Citing a long list of advantages to raising and selling bison rather than beef cattle, Carter said the most prominent "bison advantage" is the industry's willingness to welcome newcomers.

In the beef cattle industry, Carter said veterans of the industry often furrow their brows at new, young producers just starting.

"They wonder if you know what the heck you're getting into," Carter said. "But with the bison industry, it's rare that, even the old-timers who have been in the business for 20 or 30 years had parents who did the same thing, so they remember their first days. They want to help these new guys not make the same mistakes that they did."

The low-maintenance lifestyle of the animals is also advantageous.
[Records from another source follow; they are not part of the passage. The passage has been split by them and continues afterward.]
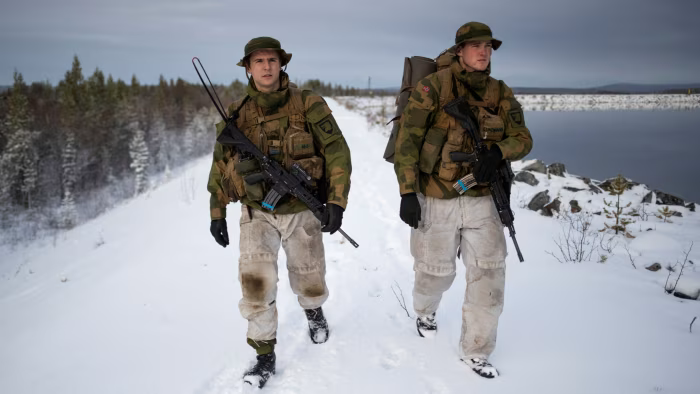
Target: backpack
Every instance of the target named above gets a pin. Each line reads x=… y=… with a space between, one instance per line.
x=415 y=68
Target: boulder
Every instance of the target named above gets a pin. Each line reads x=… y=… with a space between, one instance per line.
x=683 y=295
x=539 y=201
x=537 y=166
x=605 y=185
x=549 y=209
x=668 y=199
x=557 y=169
x=594 y=189
x=526 y=177
x=575 y=208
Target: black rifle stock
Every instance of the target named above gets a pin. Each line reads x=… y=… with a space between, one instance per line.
x=282 y=181
x=500 y=184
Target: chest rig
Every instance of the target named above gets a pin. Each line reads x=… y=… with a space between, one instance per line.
x=446 y=135
x=282 y=136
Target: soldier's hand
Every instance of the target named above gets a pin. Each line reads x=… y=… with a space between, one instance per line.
x=332 y=218
x=410 y=209
x=485 y=168
x=219 y=231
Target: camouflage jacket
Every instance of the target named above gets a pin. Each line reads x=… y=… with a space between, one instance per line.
x=427 y=134
x=329 y=147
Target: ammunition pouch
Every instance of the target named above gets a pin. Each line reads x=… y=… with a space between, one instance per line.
x=430 y=151
x=415 y=68
x=491 y=126
x=247 y=167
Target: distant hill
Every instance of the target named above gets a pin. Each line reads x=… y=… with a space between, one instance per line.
x=618 y=88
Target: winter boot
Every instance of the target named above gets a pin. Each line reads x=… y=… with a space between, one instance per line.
x=482 y=367
x=261 y=371
x=427 y=327
x=318 y=326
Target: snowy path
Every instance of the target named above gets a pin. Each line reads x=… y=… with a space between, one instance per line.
x=142 y=300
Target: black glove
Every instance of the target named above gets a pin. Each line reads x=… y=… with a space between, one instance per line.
x=485 y=168
x=410 y=209
x=219 y=231
x=332 y=218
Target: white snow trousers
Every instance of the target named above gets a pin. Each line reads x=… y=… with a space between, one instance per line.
x=261 y=235
x=473 y=225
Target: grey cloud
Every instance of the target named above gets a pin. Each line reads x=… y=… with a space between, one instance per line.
x=546 y=42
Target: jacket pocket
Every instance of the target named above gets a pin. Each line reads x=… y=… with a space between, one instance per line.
x=449 y=170
x=491 y=126
x=430 y=151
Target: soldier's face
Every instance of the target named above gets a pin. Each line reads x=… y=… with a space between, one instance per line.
x=265 y=69
x=475 y=54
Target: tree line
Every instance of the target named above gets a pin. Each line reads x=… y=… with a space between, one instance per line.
x=69 y=152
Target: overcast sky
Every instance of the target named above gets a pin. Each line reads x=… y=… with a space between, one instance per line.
x=546 y=43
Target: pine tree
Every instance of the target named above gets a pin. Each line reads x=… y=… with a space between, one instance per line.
x=68 y=215
x=138 y=151
x=617 y=188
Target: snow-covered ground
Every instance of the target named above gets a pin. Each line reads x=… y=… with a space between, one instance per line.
x=578 y=102
x=142 y=300
x=606 y=102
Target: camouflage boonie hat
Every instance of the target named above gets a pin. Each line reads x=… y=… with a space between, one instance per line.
x=265 y=43
x=475 y=31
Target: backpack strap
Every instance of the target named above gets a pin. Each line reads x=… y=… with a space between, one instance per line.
x=296 y=105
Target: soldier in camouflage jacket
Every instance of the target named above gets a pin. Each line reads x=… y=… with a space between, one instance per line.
x=289 y=125
x=442 y=221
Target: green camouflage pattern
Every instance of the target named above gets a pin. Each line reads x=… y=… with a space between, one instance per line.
x=328 y=142
x=476 y=31
x=424 y=113
x=259 y=43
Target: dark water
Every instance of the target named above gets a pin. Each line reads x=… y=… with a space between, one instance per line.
x=658 y=148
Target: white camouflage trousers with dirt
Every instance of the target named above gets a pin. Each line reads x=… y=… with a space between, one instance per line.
x=261 y=235
x=473 y=225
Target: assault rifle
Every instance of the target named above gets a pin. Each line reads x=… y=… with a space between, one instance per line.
x=499 y=185
x=296 y=183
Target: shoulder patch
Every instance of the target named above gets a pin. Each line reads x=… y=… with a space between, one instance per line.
x=516 y=116
x=326 y=126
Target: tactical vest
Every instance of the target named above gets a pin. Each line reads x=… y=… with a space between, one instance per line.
x=283 y=137
x=446 y=135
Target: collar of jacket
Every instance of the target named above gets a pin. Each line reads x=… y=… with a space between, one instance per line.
x=475 y=79
x=273 y=99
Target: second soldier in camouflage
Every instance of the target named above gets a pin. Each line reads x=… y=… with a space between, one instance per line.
x=444 y=221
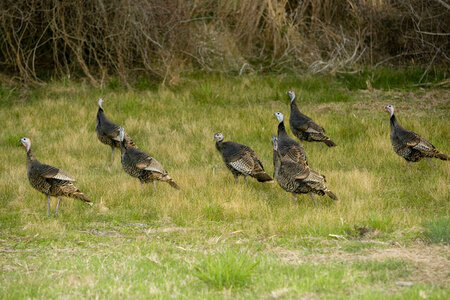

In adverse weather, like blizzards, bison are equipped to take care of themselves, and don't typically need extra help finding shelter. And, the animals don't require human assistance during calving season.

"Calving season in the bison industry is a good time to go fishing, because that mom doesn't want you anywhere around her when she's delivering a calf," Carter said.

Nolz said if a person is interacting with a bison calf, it's important to have access to a vehicle to get away quickly in case of an emergency.

"They're really protective of their babies," Nolz said. "They won't let you get between them and the babies. That's just how animals are, so you have to remember that."

The main difference, Carter said, between raising bison and beef cattle are the fencing requirements and handling facilities for the animals that tend to get "rowdy" when being handled.

"When it comes to fencing, yeah, you do need to have good, sturdy fencing for bison, but you don't have to put in 'Jurassic Park'-type fencing. As long as the animals have good feed, good water and the right social mixture, they'll stay home."